Ezra, by Isaac Oosterloo.

Ezra, by Isaac Oosterloo.

         I was strolling with my dog Ezra through the streets of Galway one day and a sign over a new café caught my eye with the name of Little Collins. Knowing this was a main street in central Melbourne, a city where I’d lived for years, I went inside and introduced myself to the owners, a young Irish and Australian couple. After chatting and swapping stories for a few minutes, my eyes wandered over the counter, only to widen at the sight of large glass jars full of what appeared to be solid, juicy marijuana buds.

         It turns out Ezra and I had just randomly wandered into Ireland's only CBD hemp flower dispensary, which has just opened on Upper Abbeygate street in central Galway, off Quay street.

         The couple very recently moved 17,000 kilometres - from Melbourne to Galway - to set up this business. They are intelligent young professionals who were looking for something new for themselves and their young son. Strong advocates of the importance of choice in society, Íde and JP also identified an opportunity in the CBD industry in Ireland.

         They sell their products in the form of teas, coffee additives and in bud form over the counter. With an emphasis on the raw product, a real effort has been made by the couple to include CBD in edible food products and teas so that everyone can access it and try it and move away from the old clichés. Speaking off, there are no Rasta or weed leaf posters on the walls and the place feels light, warm, sophisticated and welcoming, like a modern urban café or small tapas bar. All the products are organic, natural and 100% plant-based. They can be delivered by post anywhere in Ireland or, when it's established, through a door-to-door Deliveroo-style app service (we’ve come a long way…).

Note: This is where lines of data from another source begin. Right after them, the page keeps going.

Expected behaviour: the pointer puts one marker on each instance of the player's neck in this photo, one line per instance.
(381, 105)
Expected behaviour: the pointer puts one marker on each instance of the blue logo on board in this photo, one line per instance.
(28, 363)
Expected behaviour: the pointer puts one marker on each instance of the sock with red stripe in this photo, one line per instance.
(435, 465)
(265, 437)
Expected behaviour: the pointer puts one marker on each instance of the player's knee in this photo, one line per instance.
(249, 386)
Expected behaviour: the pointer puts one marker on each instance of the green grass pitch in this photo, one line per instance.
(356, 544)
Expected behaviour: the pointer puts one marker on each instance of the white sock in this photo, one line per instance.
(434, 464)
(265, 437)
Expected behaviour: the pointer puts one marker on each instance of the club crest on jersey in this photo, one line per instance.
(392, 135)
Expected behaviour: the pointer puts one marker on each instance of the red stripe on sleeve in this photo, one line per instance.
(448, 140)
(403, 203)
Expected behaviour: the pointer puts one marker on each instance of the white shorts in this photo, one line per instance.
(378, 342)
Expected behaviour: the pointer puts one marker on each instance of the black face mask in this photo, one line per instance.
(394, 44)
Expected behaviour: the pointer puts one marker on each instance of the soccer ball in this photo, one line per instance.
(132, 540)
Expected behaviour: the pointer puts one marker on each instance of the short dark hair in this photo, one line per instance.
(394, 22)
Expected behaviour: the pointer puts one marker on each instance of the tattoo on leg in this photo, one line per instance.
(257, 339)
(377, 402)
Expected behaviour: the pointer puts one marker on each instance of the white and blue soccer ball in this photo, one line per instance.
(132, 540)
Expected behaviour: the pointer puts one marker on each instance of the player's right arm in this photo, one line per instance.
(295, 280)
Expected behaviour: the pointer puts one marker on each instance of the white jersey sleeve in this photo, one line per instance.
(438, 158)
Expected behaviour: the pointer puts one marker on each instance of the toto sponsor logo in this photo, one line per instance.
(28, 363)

         OK, let me clear something up. CBD, or Cannabidiol, is weed. It comes from the same plant, but this is a different strain and the legal alternative. It’s the same stuff you smoked in college and behind the bike sheds, however, it is classified and sold as a herbal food product because it isn’t psychoactive like marijuana and contains 0.2% or less THC. THC is what gets you high, CBD certainly does not - it's the therapeutic component of the plant, it's a herbal chill-pill painkiller, grown straight from the earth. 

         Having tried one of their teas, I can attest to it's abilities. This is not some product that uses the reputation of the widespread popularity of cannabis with none of the effects, nor is it a placebo. Being an Australian traveller, surfer and biker type that’s been smoking on-and-off since I was fifteen, I can (ahem) attest to my own abilities to be a decent judge of this kind of thing. After having one CBD teabag, I felt relaxed and mildly euphoric, but could still operate and function in my normal day to day existence. If I was to create a scale, I would attest having one teabag to the equivalent of drinking a pint of Guinness or a glass of wine. I was slightly more relaxed than I was previously, but I wasn’t reaching for the lasers (or the Doritos) or thinking the walls were runny. It was a nice addition to my afternoon, and I enjoyed a mild buzz for an hour or so while going about my business.

         So far, all of the tribes in the city of tribes seem to be getting behind this. The community is positive and excited about this already and supporting the concept. Within four days of opening, business was thriving as word-of-mouth spread. Galway, having always been a medieval town, is a giant melting pot of rumours and this is the latest news bouncing from barstool to café table to busker’s circle. As I was sticking this story together whist sitting in the café, people from all walks of life came by to purchase products. Young and old, men and women, professionals and liberal types came through, including one long-haired teen who seemed dubious that this was real but grateful he no longer needed to go to the alleyway behind the Tesco's to meet Steve.

         It seems like the most natural thing in the world for a café, as well as selling your standard teas, coffees and cakes, to sell herbal additives. However, when that same herbal product is associated with something commonly seen as an illegal drug, the waters become murky and grey areas develop. Will we see a similar situation in Ireland as in the U.S.A where some legal authorities permit the controlled use of such substances and others do not, causing a never-ending cycle of uncertainty and legal bickering?

         Every good idea begets imitators and in terms of Little Collins, word is they've already begun. Will this concept be accepted, like gay marriage and the abortion ruling, as just part of the way things are now? Or will old clichés and prejudices rise up to remove something that gives the people, or at least a large percentage of them, what they want? Because at the end of the day, something that's non-addictive, natural and helps alleviates pressure from the stresses of daily life can only be a positive thing. In terms of pain relief and it's anti-anxiety properties, the verdict for CBD is in - it's really working. When you add the health benefits and indeed treatment that CBD offers long-term sufferers of serious diseases, such as cancer, epilepsy and MS - then it’s a no-brainer. 

         What I will say is that we have always been guided and pushed by those who are willing to take a chance and break the mould. Often within a few years what they started becomes the new version of normal as the world turns and things subtly shift.

         Will this be the case here in this new and modern Irish experiment? Time will tell.

 

December 2018.

 

 

 

Words and opinions are solely those of the author. Brontosaurus Dispensary Limited does not endorse, claim or accept ownership of this article.